Selectivity Drives Productivity:
Efficient Dataset Pruning for Enhanced Transfer Learning

Yihua Zhang1,* Yimeng Zhang1,* Aochuan Chen1,* Jinghan Jia1, Jiancheng Liu1,
Gaowen Liu2, Mingyi Hong3, Shiyu Chang4, Sijia Liu1


1Michigan State University, 2Cisco Research, 3University of Minnesota, Twin City, 4UC Santa Barbara
* Equal Contribution

Published at NeurIPS 2023


Learn More

Overview

[TL;DR] We develop two simple but effective dataset pruning methods for transfer learning covering both supervised and self-supervised settings, and achieve lossless performance on various downstream tasks.

Dataset Pruning for Transfer Learning

Massive data is often considered essential for deep learning applications, but it also incurs significant computational and infrastructural costs. Therefore, dataset pruning has emerged as an effective way to improve data efficiency by identifying and removing redundant training samples without sacrificing performance. In this work, we aim to address the problem of dataset pruning for transfer learning. Ideally, a all-round dataset pruning method for transfer learning should contain the following good properties:

  • Lossless performance: pretraining on the pruned source dataset should lead to lossless or even improved performance on the finetuning task.
  • High efficiency: the pruning operation itself should be efficient to perform;
  • Broad applicability: the proposed method should be applicable to various pretraining settings, such as supervised and unsupervised pretraining;

To our best knowledge, the problem of dataset pruning for transfer learning remains open, as previous studies have primarily addressed dataset pruning and transfer learning as separate problems.


By contrast, we establish a unified viewpoint to integrate DP with transfer learning and find that existing DP methods are not suitable for the transfer learning paradigm. We then propose two new DP methods, label mapping and feature mapping, for supervised and self-supervised pretraining settings respectively, by revisiting the DP problem through the lens of source-target domain mapping. we demonstrate the effectiveness of our approach on numerous transfer learning tasks. We show that source data classes can be pruned by up to 40% ∼ 80% without sacrificing downstream performance, resulting in a significant 2 ∼ 5× speed-up during the pretraining stage.

Motivation and Preliminary Study

Why do we perform dataset pruning on the source (pretraining) dataset?
Do the existing dataset pruning methods work for transfer learning?

Not All Source Classes Are Necessary


Some source data could make a harmful influence in the downstream performance.

Removing specific source classes can improve transfer learning.

Conventional Dataset Pruning lacks effectiveness on Transfer Learning.


In transfer learning, conventional SOTA dataset pruning methods do NOT yield significant performance improvement over random pruning

It is crucial to develop an efficient and effective DP method specifically tailored for transfer learning.


Dataset Pruning for Transfer Learning
Label Mapping & Feature Mapping

This paper proposes two simple but powerful and efficient methods for supervised and unsupervised pretraining.

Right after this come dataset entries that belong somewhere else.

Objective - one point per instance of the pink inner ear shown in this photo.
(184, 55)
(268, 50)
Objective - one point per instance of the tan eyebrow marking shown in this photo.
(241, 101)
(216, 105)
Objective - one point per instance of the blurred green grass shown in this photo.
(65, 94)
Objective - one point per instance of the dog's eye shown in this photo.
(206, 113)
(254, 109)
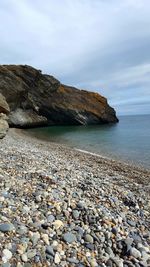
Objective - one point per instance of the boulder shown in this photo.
(39, 99)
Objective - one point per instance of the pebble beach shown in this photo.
(63, 207)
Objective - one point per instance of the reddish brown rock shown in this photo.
(38, 99)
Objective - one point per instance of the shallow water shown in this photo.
(128, 140)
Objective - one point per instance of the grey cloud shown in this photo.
(97, 45)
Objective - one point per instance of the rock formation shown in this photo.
(39, 99)
(4, 109)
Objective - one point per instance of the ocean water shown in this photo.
(128, 140)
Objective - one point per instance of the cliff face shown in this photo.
(38, 99)
(4, 109)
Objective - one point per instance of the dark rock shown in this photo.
(38, 99)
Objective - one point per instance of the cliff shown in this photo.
(39, 99)
(4, 110)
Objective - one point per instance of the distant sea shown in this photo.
(128, 140)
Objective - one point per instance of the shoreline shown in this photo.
(115, 158)
(64, 207)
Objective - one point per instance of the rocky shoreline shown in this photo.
(62, 207)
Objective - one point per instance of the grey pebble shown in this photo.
(6, 227)
(50, 251)
(88, 238)
(69, 237)
(50, 218)
(75, 214)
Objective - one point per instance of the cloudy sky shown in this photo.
(99, 45)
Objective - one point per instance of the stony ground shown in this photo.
(61, 207)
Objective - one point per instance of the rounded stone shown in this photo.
(69, 237)
(88, 238)
(135, 253)
(6, 227)
(75, 214)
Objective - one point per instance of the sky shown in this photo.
(97, 45)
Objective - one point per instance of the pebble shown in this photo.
(135, 253)
(24, 257)
(69, 237)
(75, 214)
(6, 227)
(60, 207)
(88, 238)
(57, 258)
(6, 255)
(50, 250)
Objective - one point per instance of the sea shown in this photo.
(127, 141)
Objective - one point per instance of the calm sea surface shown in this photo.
(128, 140)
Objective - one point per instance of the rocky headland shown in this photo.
(63, 208)
(38, 99)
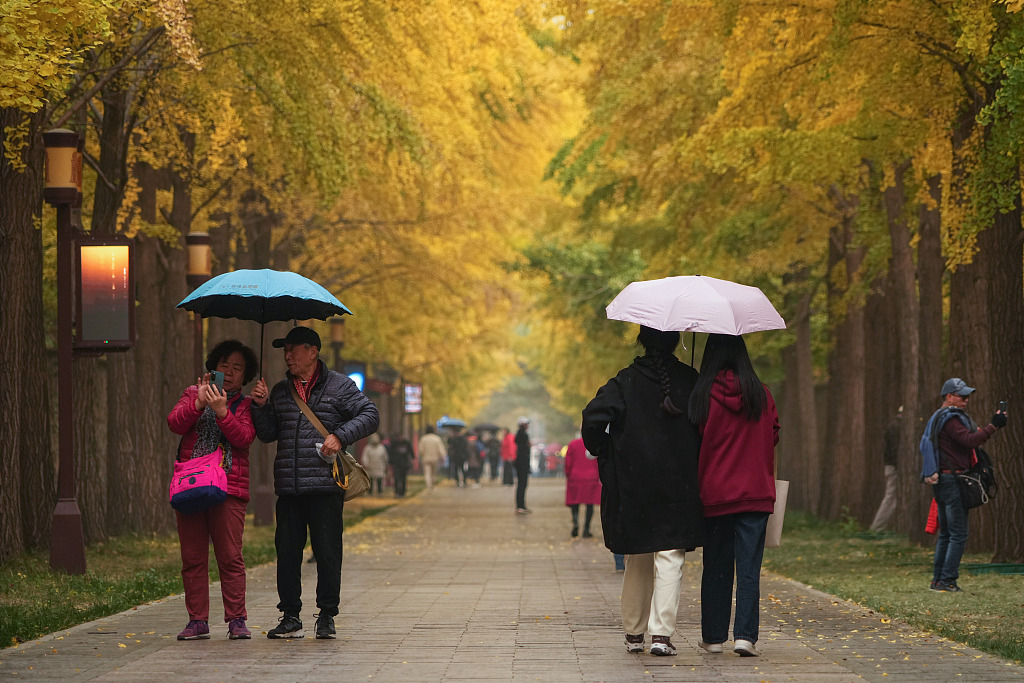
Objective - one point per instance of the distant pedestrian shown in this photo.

Label Mapping for Supervised Pretraining

  • 01 Rational behind our design.

    Source data similar to downstream data intend to contribute more during the transfer process. How to quantitatively measure the relevance between the source and downstream data becomes a key.

  • To quantitatively measure the relevance between the source and downstream data, the dataset pruning for transfer learning can be viewed as a “voting” process, each downstream training data can vote for its most similar/relevant source training class.

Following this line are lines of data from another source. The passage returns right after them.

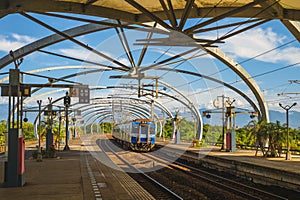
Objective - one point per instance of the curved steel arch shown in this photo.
(131, 11)
(241, 72)
(220, 82)
(281, 13)
(213, 51)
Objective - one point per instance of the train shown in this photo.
(137, 135)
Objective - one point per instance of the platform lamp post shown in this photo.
(67, 102)
(287, 108)
(39, 155)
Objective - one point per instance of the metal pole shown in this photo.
(287, 108)
(39, 156)
(223, 124)
(288, 153)
(67, 148)
(67, 102)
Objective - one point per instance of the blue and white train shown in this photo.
(139, 135)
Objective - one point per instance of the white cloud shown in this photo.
(256, 41)
(14, 41)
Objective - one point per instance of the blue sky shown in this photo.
(16, 31)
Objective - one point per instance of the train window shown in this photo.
(135, 128)
(144, 129)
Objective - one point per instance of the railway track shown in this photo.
(155, 188)
(234, 187)
(187, 181)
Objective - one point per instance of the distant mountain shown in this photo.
(241, 119)
(244, 119)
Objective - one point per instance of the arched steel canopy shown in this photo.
(140, 10)
(170, 14)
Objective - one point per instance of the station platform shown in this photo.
(75, 175)
(276, 171)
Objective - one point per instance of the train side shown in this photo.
(139, 135)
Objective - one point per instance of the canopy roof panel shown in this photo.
(133, 10)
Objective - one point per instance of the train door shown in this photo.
(144, 133)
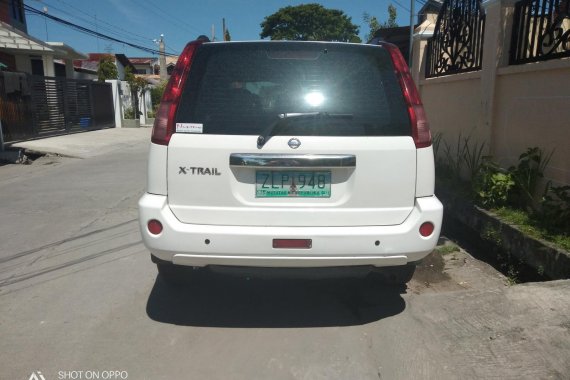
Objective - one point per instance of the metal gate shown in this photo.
(36, 106)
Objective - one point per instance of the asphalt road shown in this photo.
(79, 293)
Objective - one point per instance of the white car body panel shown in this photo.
(379, 190)
(201, 245)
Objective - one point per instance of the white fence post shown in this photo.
(116, 102)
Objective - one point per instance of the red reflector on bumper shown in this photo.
(293, 243)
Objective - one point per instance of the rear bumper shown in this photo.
(203, 245)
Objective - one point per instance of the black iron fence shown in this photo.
(37, 106)
(541, 31)
(457, 42)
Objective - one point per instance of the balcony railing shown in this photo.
(541, 31)
(457, 42)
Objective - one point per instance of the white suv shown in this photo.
(290, 155)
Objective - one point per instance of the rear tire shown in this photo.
(398, 275)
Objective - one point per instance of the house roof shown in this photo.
(86, 64)
(141, 61)
(70, 53)
(124, 61)
(16, 41)
(92, 63)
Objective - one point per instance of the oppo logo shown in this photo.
(294, 143)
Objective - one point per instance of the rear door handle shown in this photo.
(258, 160)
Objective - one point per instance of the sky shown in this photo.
(142, 21)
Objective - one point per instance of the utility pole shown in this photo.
(97, 30)
(162, 58)
(412, 3)
(45, 20)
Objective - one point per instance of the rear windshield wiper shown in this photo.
(283, 118)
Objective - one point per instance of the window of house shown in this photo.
(17, 9)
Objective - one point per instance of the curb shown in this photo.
(491, 231)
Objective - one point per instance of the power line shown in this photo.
(95, 24)
(183, 23)
(88, 31)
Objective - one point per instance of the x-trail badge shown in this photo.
(294, 143)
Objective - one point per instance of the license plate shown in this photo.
(285, 184)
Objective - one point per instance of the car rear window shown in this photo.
(343, 89)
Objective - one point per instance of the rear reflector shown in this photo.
(154, 227)
(426, 229)
(293, 243)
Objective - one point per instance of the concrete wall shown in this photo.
(509, 108)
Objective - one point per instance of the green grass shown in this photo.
(523, 222)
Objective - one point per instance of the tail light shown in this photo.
(418, 119)
(164, 122)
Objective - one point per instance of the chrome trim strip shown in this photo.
(256, 160)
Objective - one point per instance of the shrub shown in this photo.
(555, 209)
(492, 185)
(527, 174)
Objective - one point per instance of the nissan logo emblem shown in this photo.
(294, 143)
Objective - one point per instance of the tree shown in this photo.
(374, 25)
(309, 22)
(138, 87)
(107, 69)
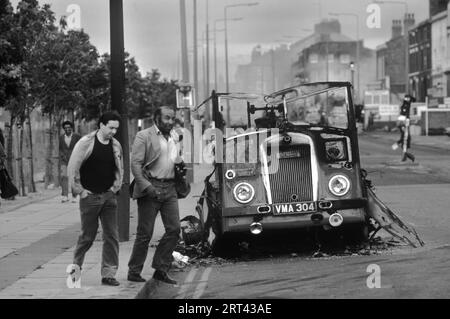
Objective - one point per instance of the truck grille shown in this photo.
(293, 176)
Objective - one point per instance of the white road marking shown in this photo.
(203, 283)
(184, 287)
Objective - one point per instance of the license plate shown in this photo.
(294, 208)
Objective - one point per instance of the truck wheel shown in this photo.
(225, 246)
(356, 234)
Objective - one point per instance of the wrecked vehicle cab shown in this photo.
(286, 161)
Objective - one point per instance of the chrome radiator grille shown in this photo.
(293, 181)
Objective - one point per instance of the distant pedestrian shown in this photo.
(95, 173)
(403, 124)
(67, 142)
(153, 158)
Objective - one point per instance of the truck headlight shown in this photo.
(339, 185)
(335, 150)
(243, 192)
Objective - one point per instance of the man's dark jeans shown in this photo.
(93, 207)
(148, 208)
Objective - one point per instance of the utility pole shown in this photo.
(117, 103)
(207, 117)
(195, 52)
(185, 79)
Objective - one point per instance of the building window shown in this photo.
(345, 58)
(313, 58)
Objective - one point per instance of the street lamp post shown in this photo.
(404, 3)
(358, 60)
(352, 71)
(226, 45)
(215, 46)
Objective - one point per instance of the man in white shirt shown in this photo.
(153, 158)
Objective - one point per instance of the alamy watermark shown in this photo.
(231, 146)
(374, 279)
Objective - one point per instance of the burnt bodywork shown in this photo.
(290, 160)
(287, 149)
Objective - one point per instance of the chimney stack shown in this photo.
(396, 28)
(408, 21)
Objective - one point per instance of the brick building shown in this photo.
(391, 63)
(329, 59)
(420, 64)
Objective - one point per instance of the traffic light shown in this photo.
(185, 96)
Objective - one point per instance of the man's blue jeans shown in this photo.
(93, 207)
(148, 208)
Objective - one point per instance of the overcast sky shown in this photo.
(152, 27)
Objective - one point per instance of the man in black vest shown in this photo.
(95, 173)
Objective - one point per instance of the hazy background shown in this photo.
(152, 27)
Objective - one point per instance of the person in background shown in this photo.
(67, 142)
(403, 125)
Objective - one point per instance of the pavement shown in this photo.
(436, 141)
(37, 241)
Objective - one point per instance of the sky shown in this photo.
(152, 27)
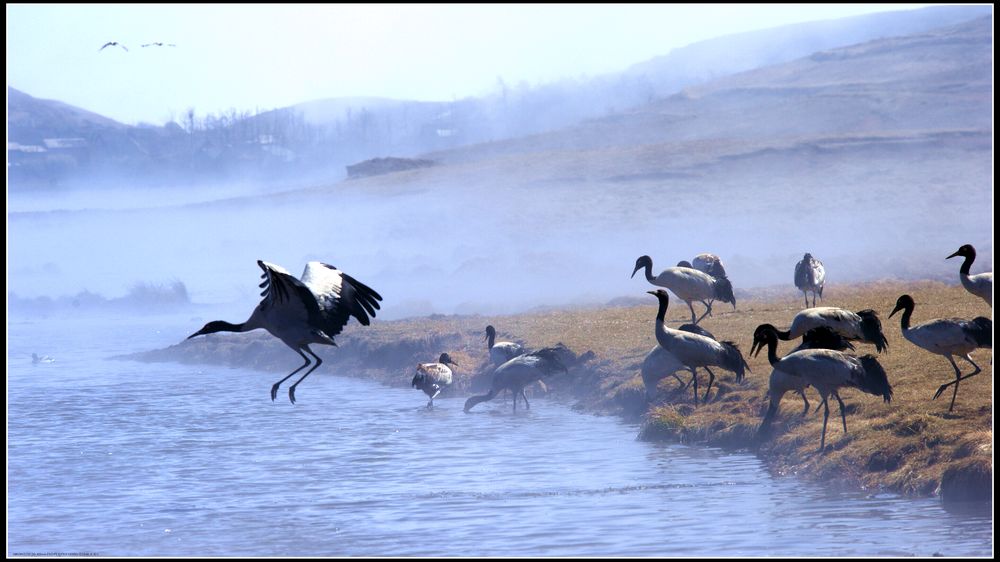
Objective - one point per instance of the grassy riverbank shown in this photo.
(912, 445)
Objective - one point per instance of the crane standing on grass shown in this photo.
(302, 312)
(689, 285)
(981, 284)
(825, 370)
(947, 337)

  • For supervised pretrained classification model, the voting process is as simple as directly feeding the downstream training data into a pretrained surrogate model. The source classes that receives the most downstream training data are considered the most "relevant" one. See the right figure for illustration.

    The pretrained surrogate model can be as small as less than 1% the size of the model we aim to train. The superior performance on the source dataset of the surrogate model is also not necessary in the label mapping process.

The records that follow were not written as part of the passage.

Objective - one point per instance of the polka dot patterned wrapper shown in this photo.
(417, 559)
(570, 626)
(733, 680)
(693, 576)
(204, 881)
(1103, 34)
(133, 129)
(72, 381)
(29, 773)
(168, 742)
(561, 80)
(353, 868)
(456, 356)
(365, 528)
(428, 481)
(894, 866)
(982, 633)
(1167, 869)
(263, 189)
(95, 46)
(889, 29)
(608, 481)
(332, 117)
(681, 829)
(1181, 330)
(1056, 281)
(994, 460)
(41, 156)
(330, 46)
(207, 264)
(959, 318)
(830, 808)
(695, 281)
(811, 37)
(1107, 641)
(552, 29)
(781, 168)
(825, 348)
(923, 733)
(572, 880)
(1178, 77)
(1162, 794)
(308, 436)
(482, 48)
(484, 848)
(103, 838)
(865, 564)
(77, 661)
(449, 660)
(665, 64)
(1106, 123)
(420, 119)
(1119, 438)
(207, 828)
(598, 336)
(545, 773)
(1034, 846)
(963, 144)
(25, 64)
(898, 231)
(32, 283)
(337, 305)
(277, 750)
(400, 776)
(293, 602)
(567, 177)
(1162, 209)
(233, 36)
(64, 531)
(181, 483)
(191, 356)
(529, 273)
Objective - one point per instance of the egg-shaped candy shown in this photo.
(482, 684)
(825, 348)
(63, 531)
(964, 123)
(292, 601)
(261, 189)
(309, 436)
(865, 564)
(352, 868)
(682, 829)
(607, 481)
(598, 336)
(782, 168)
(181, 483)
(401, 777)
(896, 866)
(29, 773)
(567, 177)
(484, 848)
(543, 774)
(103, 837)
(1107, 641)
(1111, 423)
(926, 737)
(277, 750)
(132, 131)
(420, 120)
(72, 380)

Feature Mapping for Unsupervised Pretraining

  • One key difference of unsupervised learning from the supervised one lies in the absent data label or class information. We need to cluster the source data first, and the data cluster will serve as the minimum pruning unit, as well as the "voting" candidate.

  • 02 Feature mapping through a small surrogate model.

    Unlike the supervised pretraining, the small surrogate model can not directly voting through classification. Here, the data relevance is obtained by calculating the feature distance bewteen different data.

    For each downstream training data, it votes to the source data cluster with the closest data centroid in the feature space of the pretrained surrogate model.

Experiment Highlights

You can click the title of each experiment to collapse the item.
Please go to Full Experiment Results for more results and demonstrations.
  • LM/FM prunes the source dataset to large ratios without performance loss in downstream tasks.

    This figure presents the downstream accuracy of transfer learning vs. different pruning ratios. Here DP is performed using the surrogate model (RN-18) on ImageNet for 8 downstream tasks. We also present the downstream performance without pruning the source dataset (No Prune) as a reference for winning subsets. As we can see, both LM and FM significantly outperform the baselines by a substantial margin. This highlights the effectiveness of our proposed methods in achieving substantial dataset pruning without hurting downstream performance.

  • LM/FM improves transfer learning accuracy by identifying ‘winning subsets’

    This table provides a summary of the pruning ratios achieved by the best winning subsets identified using different DP methods for all 8 downstream datasets. Both LM and FM methods successfully remove more than 45% of the source classes without downstream performance drop. In contrast, all the baselines experience significant performance degradation when the pruning ratio exceeds 40%.

  • FM demonstrates superior performance in the unsupervised setting.

    This table highlights the effectiveness of FM-based DP in the self-supervised pretraining setup for three representative downstream tasks. The transfer learning accuracy achieved by using FM consistently outperforms baselines in the self-supervised pretraining paradigm. FM can identify winning subsets for transfer learning even in the challenging regime of large pruning ratios, ranging from 50% to 80%.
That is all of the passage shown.